A question about checking the significant difference between data sets
25 views (last 30 days)
I have 3 columns of data (C1, C2, C3) which represents modeled precipitation values (360 rows) using three different models, I want to found if the difference between these three models is significant or not. I searched a lot and found that Matlab has a t-student test function that can do this.
Since there are ttest and ttset2 functions I want to ask you is it true to perform ttest2 between C1 and C2 and then doing this for C2 and C3, and finally for C1 and C3 ?
Does any alternative way exist in Matlab?
Any help or advice is highly appreciated.
Thanks a lot
Abdolkarim Mohammadi on 29 May 2020
Edited: Abdolkarim Mohammadi on 29 May 2020
There are a lot of differences between these tests. Choosing one of them depends on your dataset and research design. All of the tests you mentioned are used for comparing means of two samples.
ttest performs a one-sample t-test and is suitable when you need to know whether or not your only sample's mean is equal to a certain mean. The certain mean is called the test value. I think this is not suitable for your work. One-sample t-test is a parametric statistical test, meaning that your dataset has to have certain properties like normality to use this test. chi2gof or kstest must be used to determine the normality of the variables. There are non-parametric equivalents of this test like rank sum (ranksum) and signed rank (signrank).
ttest2 performs a paired-samples t-test. It is suitable when you want to know whether two paired samples have equal means. This is also a parametric test and your dataset has to have certain properties like normality. Again, chi2gof or kstest must be used to determine the normality of the variables. ranksum or signrank can also be used in a two-sample fashion.

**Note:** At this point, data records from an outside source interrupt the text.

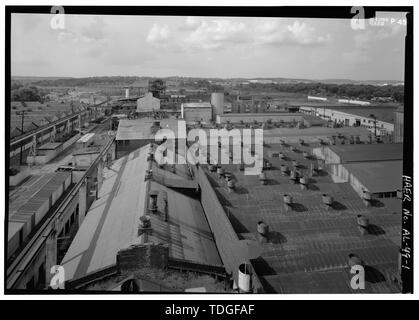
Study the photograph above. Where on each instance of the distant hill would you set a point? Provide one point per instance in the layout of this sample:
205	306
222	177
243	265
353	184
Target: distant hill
130	80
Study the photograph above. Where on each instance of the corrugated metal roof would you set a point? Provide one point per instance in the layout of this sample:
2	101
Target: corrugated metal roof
369	152
383	176
112	223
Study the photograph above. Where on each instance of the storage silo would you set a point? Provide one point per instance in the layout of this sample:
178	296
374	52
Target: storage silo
217	102
235	108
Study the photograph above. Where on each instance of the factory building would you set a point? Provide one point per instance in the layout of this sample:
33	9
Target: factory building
148	103
356	102
217	102
197	111
375	168
135	133
398	124
345	118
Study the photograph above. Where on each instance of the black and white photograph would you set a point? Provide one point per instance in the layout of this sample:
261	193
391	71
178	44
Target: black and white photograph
208	150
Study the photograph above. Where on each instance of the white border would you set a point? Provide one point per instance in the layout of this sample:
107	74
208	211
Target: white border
168	297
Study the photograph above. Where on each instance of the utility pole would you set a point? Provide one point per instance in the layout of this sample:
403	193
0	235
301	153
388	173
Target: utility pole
22	114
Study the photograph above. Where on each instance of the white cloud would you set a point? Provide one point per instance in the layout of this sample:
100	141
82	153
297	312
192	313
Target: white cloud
191	23
214	34
369	37
275	32
158	34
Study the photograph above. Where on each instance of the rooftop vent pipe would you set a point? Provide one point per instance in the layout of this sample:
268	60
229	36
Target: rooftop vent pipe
163	196
245	276
284	169
366	197
327	200
363	224
354	260
220	172
262	178
148	174
145	222
287	199
304	183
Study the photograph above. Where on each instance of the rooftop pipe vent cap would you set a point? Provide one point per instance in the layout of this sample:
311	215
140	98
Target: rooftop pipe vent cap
354	260
145	221
362	221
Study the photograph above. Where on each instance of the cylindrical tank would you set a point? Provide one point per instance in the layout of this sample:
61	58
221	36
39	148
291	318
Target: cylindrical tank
145	221
235	108
362	220
244	278
262	228
327	199
354	260
217	102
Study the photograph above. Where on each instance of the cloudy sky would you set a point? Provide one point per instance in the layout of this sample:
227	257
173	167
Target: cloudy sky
205	47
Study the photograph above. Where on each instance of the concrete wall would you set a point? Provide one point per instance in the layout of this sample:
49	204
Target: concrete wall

There is also another test which I think is the best choice for you. ANOVA compares the means of two or more variables in just one test. It can be thought of as the extension of ttest2 for k variables. You have only one variable (precipitation) and your samples are for different locations, which are different categories of the main variable. So you need to perform the one-way ANOVA test (anova1). ANOVA is a parametric test and requires your dataset to have properties like normality. If your variables do not satisfy its assumptions, you need to use a non-parametric equivalent, which are Kruskal-Wallis test (kruskalwallis) and Friedman test (friedman). If the null hypothesis is rejected in ANOVA, Kruskal-Wallis, or Friedman, then you have to perform a post-hoc analysis to find out which category (sample) has significantly different mean. You pass the output of the test to the multcompare and it performs the suitable post-hoc test for your original test.